How to rule the chaos with Apache Flink?

4 min readMar 4, 2020

Real-time anomaly detection for microservice monitoring with Apache Flink

Good digital customer experience not only needs thoughtful user interfaces, it also requires backend systems that deliver good data on time. In the following blog post we would like to share with you our learnings on building a beautiful monitoring system based on Apache Flink.

When we started to work on the project with our client, a Swiss insurance provider, we faced the complexity of their distributed digital backend. Their system consists of several hundred microservices. A delicate network of processes, that rely on each other. A challenge to unfold and tackle.

First, we needed to figure out how to deal with a diverse set of ever-evolving data producers, with changing schemas and how to map data to a common format. Our contribution to this endeavour was to create a software tool to enable DevOps engineers to evolve the system of several hundred microservices more easily and to find and react to operational challenges on or even ahead of time. We used Apache Flink to provide multiple layers of aggregation up to business-relevant metrics. Apache Flink was chosen because it allows for distributed and parallelized processing and has a very good integration with Apache Kafka.

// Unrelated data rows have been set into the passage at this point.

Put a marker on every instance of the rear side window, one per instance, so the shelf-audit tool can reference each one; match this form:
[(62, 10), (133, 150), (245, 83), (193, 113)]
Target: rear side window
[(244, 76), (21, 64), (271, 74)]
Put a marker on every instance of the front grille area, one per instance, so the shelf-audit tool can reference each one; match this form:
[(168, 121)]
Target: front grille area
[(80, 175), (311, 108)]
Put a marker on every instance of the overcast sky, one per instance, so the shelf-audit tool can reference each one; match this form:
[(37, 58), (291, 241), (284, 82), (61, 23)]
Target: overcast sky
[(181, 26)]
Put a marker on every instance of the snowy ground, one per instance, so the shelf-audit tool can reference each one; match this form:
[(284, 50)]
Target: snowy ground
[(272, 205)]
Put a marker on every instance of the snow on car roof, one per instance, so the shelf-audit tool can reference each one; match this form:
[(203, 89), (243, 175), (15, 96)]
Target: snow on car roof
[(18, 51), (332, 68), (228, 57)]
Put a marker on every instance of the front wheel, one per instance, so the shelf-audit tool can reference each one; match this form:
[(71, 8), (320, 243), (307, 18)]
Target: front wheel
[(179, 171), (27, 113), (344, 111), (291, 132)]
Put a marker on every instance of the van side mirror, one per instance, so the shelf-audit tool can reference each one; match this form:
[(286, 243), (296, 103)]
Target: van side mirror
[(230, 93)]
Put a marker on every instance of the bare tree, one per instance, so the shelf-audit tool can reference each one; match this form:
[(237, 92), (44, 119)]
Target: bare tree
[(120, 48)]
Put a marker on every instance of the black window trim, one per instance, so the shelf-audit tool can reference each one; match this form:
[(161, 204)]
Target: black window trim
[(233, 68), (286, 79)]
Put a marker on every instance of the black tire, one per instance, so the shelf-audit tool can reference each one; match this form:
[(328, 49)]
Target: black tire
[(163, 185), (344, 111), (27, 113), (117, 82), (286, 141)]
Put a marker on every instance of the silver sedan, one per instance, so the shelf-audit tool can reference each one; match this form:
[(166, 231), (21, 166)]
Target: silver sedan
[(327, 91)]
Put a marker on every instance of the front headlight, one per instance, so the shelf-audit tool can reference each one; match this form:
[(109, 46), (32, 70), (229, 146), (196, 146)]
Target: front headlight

In addition, we analyze the highly seasonal data with our anomaly detection algorithm MULDER triggered by Apache Flink. The MULDER algorithm, developed by SPOUD, detects anomalies by assigning an anomaly score to each point in time, where the results are easily interpreted by comparing against the typical value of the time series. Also, our algorithm can be used to automatically create alerts with a low false positive rate, and outperforms several popular open source implementations such as Twitter’s Seasonal Hybrid ESD and AWS’ Random Cut Forest algorithms on the Numenta Anomaly Benchmark (NAB).

To get started you are going into your applications architecture and apply distributed tracing. The way you do this is the limitations you will have on analytics. Most important is to measure and order events in time.

Furthermore, very important is to know the causality of your requests or transactions through the forest of services. Which means you should have identifiers which may identify a session (multiple transactions). From there you identify the single transaction or trace in the system. Each action in the trace should reference to its parent action where the trigger was.

In this way you end up with a forest of traces.

Make sure that the ids are added to the log lines because you may want to correlate this later on.

You then may add some identifier to reference the caller and callee application (or producer and consumer), anything that helps you reference other monitoring systems or people / teams responsible for the service. In some cases you may also want to indicate application architecture facets like application hierarchies or different environments. Add this to the tags of your tracing.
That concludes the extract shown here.